If you’re a newbie in China, one of the first challenges you may face is eating with chopsticks. I know it can be struggled, and for these guys, it’s a disaster.


Whether you know how to use chopsticks well or not, they have become common utensils within Asian culture and in eateries across the globe. They can be used to eat an entire meal, or just portions of the meal.


The history of chopsticks in Asia is older than many countries - they’re thought to be over 5000 years old. Originating from China, they began to spread to Japan and Korea by 500 A.D. In ancient times, chopsticks were made from trees or bamboo. Initially, they were utilized as sticks to retrieve food cooked in a pot or from the fire. Because of fuel shortages, food was cut into very small portions before it was cooked, eliminating the need for knives when it actually came to eating the food. Consequently, chopsticks became the utensils of choice.

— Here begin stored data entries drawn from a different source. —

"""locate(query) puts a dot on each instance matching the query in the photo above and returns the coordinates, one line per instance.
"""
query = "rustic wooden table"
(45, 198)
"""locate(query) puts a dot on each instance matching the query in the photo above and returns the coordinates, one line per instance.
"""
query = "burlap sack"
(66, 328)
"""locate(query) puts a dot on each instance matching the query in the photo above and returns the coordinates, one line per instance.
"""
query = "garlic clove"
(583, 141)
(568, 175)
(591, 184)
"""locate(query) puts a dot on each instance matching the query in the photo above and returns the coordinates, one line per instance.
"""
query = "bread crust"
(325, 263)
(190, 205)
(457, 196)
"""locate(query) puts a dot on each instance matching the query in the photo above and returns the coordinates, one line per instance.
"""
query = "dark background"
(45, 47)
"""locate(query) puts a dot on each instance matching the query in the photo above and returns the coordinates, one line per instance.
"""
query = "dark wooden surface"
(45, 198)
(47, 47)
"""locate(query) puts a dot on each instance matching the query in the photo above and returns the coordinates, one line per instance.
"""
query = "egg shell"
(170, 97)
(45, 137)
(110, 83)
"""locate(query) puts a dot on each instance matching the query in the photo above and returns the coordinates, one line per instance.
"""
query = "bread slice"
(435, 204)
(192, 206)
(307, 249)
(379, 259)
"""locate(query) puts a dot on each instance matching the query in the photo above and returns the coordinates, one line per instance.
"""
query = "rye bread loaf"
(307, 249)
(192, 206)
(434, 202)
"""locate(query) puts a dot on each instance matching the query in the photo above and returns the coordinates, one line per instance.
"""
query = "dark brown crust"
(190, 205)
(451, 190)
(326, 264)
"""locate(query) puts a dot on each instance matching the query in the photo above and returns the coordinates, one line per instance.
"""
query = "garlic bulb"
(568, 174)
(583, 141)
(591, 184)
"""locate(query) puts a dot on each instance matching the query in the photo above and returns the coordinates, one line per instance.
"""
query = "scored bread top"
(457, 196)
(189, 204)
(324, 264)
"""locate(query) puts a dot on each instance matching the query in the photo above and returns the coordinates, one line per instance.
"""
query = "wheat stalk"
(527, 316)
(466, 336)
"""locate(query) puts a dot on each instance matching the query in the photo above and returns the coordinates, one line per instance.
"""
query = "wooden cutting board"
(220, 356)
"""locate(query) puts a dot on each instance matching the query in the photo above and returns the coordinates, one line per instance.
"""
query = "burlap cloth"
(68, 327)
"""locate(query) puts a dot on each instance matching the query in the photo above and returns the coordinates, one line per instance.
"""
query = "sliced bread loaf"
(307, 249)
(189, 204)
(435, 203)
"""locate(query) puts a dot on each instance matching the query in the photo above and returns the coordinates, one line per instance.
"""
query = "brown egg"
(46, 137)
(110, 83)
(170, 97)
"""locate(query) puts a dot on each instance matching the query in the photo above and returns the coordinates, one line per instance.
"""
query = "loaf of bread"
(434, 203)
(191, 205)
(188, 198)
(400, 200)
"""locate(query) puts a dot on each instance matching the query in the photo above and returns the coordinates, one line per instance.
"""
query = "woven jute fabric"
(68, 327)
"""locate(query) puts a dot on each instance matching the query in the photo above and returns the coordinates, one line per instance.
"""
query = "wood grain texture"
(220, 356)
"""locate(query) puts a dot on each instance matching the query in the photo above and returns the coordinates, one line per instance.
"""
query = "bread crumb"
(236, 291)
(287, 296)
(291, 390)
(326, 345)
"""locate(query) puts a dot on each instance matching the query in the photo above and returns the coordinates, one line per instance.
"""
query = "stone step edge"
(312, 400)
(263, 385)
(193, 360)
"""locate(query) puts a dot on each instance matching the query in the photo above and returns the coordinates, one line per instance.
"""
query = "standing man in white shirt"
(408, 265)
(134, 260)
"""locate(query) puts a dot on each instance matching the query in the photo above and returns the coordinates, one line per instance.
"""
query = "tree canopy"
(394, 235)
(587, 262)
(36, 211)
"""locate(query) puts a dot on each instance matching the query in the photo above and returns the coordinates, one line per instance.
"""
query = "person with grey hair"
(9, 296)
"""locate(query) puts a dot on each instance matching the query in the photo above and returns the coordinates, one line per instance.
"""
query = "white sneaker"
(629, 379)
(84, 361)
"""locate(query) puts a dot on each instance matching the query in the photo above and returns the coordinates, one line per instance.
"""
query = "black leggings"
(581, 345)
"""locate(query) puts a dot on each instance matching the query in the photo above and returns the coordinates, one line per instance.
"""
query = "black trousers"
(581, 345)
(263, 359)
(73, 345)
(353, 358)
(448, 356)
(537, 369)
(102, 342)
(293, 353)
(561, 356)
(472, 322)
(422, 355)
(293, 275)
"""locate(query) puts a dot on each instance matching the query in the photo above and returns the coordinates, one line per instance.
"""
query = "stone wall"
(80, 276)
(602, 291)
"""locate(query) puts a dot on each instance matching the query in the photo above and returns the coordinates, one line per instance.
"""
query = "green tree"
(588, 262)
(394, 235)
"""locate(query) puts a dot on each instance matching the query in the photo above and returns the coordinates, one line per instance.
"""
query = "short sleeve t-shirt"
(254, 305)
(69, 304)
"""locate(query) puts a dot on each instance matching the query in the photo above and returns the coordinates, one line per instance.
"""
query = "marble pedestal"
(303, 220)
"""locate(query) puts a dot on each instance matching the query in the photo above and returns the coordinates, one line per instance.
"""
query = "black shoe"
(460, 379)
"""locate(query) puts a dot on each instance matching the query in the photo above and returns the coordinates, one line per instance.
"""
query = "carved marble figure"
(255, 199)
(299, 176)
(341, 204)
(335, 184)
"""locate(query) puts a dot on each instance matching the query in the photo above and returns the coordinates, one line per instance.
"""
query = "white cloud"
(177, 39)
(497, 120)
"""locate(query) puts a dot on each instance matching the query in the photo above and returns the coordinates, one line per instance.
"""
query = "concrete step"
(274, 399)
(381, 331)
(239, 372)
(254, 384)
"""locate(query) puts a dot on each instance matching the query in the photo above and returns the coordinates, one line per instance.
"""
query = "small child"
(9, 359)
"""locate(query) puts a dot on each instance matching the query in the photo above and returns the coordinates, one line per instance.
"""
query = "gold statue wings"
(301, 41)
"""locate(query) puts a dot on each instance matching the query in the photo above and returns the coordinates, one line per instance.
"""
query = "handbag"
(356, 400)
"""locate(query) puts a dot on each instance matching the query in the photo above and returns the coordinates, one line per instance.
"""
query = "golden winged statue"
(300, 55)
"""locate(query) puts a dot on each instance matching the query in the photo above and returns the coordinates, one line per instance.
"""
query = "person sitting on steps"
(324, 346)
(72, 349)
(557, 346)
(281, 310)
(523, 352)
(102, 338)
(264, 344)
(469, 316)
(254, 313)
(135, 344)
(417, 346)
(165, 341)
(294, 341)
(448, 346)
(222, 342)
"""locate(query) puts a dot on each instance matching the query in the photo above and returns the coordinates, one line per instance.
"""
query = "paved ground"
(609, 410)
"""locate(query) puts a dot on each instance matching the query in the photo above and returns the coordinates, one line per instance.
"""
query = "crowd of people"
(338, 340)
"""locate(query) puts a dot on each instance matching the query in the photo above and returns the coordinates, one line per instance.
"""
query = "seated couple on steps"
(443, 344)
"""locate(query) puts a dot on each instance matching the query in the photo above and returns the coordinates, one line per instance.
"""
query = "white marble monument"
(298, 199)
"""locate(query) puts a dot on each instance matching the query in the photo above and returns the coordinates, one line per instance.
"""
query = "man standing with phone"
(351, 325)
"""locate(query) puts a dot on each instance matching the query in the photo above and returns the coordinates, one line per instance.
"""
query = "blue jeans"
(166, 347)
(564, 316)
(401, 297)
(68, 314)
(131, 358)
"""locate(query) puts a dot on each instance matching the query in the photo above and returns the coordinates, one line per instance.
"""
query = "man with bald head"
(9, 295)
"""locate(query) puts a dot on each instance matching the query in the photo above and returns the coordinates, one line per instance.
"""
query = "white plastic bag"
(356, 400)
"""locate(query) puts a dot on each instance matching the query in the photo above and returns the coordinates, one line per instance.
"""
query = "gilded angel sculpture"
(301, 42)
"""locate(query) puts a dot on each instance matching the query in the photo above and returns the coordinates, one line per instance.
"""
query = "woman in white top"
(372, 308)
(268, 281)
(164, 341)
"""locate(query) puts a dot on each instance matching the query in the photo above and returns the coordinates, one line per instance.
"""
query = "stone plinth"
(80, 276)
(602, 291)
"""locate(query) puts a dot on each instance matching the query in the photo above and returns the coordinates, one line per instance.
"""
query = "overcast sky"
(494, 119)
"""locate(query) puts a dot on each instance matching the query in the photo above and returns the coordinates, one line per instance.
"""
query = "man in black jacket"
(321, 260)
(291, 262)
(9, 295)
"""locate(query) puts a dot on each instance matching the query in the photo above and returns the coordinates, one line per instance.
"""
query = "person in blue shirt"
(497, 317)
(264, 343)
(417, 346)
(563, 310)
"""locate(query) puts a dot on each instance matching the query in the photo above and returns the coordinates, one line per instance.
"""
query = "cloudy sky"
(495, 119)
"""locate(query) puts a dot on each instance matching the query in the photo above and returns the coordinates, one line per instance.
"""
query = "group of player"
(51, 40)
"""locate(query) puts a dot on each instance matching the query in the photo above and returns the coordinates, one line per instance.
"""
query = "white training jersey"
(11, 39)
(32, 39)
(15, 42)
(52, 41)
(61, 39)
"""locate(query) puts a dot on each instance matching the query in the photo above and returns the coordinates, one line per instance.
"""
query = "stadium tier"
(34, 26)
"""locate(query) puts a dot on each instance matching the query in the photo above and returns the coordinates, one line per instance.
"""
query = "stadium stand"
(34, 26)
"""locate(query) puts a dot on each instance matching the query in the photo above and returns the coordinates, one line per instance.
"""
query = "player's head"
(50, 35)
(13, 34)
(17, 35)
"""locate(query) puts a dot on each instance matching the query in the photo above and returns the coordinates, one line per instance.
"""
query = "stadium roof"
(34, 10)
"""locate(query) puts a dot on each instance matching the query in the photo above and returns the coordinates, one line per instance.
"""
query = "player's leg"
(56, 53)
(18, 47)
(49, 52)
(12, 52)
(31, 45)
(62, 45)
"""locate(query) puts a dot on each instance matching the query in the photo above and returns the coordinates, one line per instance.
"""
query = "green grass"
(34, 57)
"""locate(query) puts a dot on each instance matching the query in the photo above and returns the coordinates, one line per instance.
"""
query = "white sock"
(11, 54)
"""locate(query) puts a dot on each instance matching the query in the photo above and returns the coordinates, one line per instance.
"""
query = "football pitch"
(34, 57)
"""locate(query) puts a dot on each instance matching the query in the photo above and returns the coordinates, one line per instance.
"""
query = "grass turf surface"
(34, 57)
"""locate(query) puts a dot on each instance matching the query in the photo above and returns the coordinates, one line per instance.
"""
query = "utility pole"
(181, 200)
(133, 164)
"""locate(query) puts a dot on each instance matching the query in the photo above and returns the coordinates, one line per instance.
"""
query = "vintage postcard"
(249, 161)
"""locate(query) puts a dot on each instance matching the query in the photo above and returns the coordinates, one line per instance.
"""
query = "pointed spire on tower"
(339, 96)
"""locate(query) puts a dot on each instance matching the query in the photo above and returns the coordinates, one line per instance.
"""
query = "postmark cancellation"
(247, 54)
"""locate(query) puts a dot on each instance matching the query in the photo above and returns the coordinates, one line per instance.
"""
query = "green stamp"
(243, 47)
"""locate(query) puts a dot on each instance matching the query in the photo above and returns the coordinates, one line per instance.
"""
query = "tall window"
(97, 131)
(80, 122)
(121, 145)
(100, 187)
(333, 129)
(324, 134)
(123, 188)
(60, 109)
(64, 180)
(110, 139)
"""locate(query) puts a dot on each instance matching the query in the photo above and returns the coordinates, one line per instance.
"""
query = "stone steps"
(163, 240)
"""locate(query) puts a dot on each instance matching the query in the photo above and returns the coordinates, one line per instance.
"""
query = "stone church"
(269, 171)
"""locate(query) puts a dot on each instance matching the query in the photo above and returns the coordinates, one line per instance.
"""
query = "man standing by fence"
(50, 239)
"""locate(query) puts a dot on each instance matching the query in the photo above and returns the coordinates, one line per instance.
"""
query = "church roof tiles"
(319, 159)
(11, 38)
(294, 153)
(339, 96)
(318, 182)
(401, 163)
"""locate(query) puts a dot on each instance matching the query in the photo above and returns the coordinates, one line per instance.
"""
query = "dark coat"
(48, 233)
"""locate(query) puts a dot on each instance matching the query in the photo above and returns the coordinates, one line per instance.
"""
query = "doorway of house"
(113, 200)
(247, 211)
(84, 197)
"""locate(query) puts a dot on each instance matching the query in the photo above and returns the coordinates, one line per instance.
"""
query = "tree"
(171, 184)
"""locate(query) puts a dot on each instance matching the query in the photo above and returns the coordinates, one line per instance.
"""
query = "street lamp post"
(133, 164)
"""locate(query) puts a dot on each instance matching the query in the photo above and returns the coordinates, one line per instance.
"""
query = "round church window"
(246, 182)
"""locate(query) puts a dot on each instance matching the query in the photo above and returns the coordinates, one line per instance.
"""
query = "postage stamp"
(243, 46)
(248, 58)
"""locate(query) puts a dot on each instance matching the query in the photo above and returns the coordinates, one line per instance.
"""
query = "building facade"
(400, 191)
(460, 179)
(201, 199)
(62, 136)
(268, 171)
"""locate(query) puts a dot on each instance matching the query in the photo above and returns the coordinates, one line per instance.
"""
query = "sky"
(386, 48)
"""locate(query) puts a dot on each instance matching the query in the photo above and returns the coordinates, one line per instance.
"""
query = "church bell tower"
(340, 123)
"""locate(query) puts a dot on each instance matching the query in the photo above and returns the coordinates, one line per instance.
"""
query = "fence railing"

It is said that chopsticks were considered an extension of fingers, but not afraid of extreme cold or heat. They are mostly made of unfinished wood and have a rectangular shape with a blunt end. Chinese chopsticks are longer and thicker than Korean and Japanese models. The extra length in Chinese chopsticks is because the food is usually served on a spinning platform called a “lazy Susan” in the middle of the table, so the chopsticks are longer to make it easier to reach the food. Also, Chinese chopsticks do not narrow towards the end as much as Japanese and Korean chopsticks do.


Here are a few tips on how to use chopsticks in the correct way.


1, Pick up the first chopstick and place it between your middle finger and the base of your thumb.


2, Grip the second chopstick with your index finger and thumb. To get them even, you can tap them on the table. Unevenchopsticks will be very difficult to use


3, Practice opening and closing the chopsticks. Make sure the broad ends of the chopsticks do not make an"X" as this will make it difficult to pick up food.


4, Start picking up food! Working from an a45° angle may be easiest right now. Once you have it steady, lift 'em up. If the food feels unstable, put it down and try again.



Once you get good at one type of food, move onto different sizes and textures. When you start feeling really confident, practice with noodles! Sometimes even Chinese people can’t use chopsticks at the correct’ angle so you don’t have to stick with the same pose, just use it in a way that works and you feel comfortable with.


As chopsticks are so important at a Chinese dinner table, you may inadvertently show disrespect to others while you're eating if chopsticks are used in a certain way. Here are some basic rules to follow when you are dining with Chinese people or in a Chinese restaurant.


Don't stick your chopsticks upright in your food. It's seen as a bad omen and is reminiscent of incense at funerals.Don't spear your food with the ends of your chopsticks. If all else fails, it may seem like a good alternative, but its viewed as impolite.

Don't cross your chopsticks. If you're done eating, lay them to the side of your dish.

Don't point at people with your chopsticks. Pointing, in general, is a no-no in Asian cultures and same goes with chopsticks.

Don’t drum with your chopsticks, you’re not12.

Don’t dig around for the exact piece of food you want (signifies digging a grave).


Remember this: If you are not actively using the chopsticks to eat from your bowl or plate, then place them next to your plate or bowl. If chopstick rests are provided, then use the rests. In Chinese dining, you also can place the chopsticks flat, not crossed, on the rim of your bowl or plate to signify that you are resting.

For those on the edge of giving up, I highly recommend Auxiliary chopsticks. You can pick up basically everything you want.